ElectraTherm, Inc. has installed its first commercial waste heat generator, which makes electricity from residual industrial heat that usually goes to waste.
Using patented heat and pressure recovery technology, ElectraTherm employs minimal heat (200 degrees F liquid) to generate fuel-free, emissions-free electricity at low cost: three to four cents per kW/hr during payback period, under a penny/kW hour thereafter.
Testing of the 50kW ElectraTherm Green Machine, installed at Southern Methodist University (SMU) in Dallas, Texas, by Gulf Coast Green Energy and ElectraTherm, has exceeded the companies' expectations, reaching output beyond its 50kW rating.
"ElectraTherm has unlocked the power of recycling the largest source of renewable energy in the U.S. - waste heat," said ElectraTherm CEO Richard Langson. "This technology has the power to increase electrical output at every fossil fuel burning power plant without burning oil, gas or coal, and without further pollution or damage to the environment."
According to some government estimates, electricity generated through waste heat recovery could surpass all other renewable sources, given the amount of waste heat generated in the U.S.
ElectraTherm estimates that its units have a subsidy-free payback period of three years or less, and company officials claim "the implications on the world stage of a modular, scalable (50-500kW output) unit making electricity from unused, accessible heat are huge."
The company's patented Twin Screw Expander enables the ElectraTherm Green Machine to do its work. The expander is one-tenth the cost of a turbine as the energy block, according to ElectraTherm. Since the energy block generally constitutes 30 to 40 percent of the cost of an organic Rankine cycle (ORC) system, the ElectraTherm Green Machine will cost approximately 30 percent less than turbine ORC systems.

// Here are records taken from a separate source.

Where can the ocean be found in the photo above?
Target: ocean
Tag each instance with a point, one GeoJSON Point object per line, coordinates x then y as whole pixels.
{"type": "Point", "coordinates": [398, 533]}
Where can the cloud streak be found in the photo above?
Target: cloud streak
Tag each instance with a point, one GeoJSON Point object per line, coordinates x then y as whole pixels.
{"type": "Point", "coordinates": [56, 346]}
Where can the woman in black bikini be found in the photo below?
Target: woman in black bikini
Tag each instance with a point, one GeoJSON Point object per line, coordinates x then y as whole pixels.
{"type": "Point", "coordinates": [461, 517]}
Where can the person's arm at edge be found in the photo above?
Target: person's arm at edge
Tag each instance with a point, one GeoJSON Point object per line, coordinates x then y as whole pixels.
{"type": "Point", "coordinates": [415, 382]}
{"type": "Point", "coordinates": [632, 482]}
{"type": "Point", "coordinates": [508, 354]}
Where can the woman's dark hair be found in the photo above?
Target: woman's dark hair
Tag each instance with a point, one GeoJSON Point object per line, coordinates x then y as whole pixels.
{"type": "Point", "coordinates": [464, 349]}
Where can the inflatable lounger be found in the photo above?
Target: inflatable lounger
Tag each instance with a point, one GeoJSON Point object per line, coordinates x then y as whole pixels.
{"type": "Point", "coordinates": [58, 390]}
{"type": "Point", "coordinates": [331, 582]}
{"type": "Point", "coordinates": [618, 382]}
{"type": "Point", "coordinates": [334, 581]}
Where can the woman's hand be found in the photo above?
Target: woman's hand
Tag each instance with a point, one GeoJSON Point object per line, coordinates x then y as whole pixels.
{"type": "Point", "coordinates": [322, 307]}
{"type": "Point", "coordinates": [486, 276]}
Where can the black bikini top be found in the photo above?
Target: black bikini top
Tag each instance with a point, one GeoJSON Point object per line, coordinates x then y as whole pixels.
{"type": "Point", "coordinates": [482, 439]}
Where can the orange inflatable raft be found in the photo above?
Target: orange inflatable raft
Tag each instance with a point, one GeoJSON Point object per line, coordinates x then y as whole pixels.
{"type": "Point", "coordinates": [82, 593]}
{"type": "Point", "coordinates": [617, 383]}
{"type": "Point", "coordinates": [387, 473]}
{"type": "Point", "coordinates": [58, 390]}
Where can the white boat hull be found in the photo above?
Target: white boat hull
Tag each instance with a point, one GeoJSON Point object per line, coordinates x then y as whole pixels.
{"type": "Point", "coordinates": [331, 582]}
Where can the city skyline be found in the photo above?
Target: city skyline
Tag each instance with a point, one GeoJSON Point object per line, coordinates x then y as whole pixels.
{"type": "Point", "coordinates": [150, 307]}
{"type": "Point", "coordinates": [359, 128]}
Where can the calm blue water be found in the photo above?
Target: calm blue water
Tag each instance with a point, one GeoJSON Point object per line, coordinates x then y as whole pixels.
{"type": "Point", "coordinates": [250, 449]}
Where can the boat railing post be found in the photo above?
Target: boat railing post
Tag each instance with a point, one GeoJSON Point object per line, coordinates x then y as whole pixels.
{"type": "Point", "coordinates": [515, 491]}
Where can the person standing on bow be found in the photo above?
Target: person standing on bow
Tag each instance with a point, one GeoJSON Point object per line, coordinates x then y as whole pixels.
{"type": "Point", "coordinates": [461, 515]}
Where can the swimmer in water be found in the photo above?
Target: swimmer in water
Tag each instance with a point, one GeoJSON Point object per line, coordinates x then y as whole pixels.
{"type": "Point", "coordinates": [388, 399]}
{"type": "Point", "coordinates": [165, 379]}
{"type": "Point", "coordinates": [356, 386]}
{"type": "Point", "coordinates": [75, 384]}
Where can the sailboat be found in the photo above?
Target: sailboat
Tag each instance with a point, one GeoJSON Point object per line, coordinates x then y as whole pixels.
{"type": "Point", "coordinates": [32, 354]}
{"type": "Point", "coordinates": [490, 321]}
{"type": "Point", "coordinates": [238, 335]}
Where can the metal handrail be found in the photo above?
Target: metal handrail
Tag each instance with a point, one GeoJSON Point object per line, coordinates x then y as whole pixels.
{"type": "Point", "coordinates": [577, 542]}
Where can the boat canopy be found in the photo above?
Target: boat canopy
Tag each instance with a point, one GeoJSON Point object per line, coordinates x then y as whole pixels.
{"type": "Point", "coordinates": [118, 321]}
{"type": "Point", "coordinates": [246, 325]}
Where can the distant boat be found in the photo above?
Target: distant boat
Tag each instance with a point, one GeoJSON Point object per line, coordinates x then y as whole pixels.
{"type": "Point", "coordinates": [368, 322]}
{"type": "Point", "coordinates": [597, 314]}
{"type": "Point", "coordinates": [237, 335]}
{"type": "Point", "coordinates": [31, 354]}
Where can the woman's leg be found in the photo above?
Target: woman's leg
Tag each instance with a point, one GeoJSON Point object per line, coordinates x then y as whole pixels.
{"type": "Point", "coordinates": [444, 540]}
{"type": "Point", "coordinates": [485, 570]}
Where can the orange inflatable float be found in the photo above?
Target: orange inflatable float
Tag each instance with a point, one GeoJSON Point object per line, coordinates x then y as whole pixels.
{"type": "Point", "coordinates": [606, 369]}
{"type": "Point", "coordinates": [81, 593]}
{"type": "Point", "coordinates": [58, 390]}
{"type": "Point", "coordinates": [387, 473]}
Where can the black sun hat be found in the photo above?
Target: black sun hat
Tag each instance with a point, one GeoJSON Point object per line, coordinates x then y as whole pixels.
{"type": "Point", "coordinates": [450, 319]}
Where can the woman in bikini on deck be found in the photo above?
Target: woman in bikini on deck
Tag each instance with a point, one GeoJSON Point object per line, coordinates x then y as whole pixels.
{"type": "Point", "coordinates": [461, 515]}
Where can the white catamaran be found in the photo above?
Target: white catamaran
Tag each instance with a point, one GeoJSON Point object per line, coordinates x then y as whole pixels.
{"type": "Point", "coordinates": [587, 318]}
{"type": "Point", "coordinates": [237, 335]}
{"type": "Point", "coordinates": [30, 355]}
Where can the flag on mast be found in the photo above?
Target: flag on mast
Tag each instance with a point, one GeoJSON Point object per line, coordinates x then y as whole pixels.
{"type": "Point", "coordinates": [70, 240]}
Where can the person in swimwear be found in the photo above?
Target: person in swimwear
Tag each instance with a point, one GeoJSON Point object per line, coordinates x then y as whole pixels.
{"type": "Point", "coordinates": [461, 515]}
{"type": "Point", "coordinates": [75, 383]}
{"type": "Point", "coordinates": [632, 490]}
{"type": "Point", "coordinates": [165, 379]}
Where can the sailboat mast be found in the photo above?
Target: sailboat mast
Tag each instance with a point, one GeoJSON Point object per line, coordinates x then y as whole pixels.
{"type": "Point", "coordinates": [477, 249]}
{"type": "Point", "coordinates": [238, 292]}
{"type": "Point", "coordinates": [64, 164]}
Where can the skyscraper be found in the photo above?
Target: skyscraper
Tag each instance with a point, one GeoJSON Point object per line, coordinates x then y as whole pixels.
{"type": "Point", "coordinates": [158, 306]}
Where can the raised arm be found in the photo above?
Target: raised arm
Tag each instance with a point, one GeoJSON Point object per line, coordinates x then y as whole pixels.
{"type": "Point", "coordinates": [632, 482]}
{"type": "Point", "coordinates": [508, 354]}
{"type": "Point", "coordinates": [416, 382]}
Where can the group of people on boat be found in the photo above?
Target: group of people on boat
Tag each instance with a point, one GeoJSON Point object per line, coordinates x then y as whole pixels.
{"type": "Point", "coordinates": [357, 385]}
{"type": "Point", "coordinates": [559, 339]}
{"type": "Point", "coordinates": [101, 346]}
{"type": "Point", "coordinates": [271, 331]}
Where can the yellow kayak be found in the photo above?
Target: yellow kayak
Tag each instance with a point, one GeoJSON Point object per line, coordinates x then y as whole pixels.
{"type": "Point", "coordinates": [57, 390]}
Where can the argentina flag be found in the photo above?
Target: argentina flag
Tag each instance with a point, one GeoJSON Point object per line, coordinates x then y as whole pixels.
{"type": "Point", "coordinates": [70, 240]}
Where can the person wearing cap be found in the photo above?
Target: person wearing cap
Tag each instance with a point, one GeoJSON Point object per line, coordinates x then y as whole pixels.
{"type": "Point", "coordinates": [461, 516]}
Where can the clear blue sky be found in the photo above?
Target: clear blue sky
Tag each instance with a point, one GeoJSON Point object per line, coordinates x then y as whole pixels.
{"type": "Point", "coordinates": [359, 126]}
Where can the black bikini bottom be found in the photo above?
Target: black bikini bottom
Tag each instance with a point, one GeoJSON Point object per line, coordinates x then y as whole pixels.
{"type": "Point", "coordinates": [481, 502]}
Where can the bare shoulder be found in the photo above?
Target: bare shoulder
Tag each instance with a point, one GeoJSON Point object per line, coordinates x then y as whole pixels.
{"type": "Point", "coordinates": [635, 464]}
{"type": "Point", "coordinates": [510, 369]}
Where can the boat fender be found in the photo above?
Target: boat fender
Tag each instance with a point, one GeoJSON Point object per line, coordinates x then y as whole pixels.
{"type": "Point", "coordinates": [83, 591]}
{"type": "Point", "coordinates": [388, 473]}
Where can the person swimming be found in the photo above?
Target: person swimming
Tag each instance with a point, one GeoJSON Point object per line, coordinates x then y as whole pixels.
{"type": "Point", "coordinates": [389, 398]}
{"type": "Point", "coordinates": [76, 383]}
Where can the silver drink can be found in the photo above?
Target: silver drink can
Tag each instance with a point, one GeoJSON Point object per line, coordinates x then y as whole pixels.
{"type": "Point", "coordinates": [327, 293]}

The unit operates without gearboxes or the high end electronics required to synchronize a turbine to a generator. Inline process lubrication eliminates oil pumps, filters, separator tanks, parasitic loads and maintenance issues usually associated with lubrication. ElectraTherm officials say the technology reduces maintenance and extends the life of the ElectraTherm Green Machine compared to turbine-based energy solutions.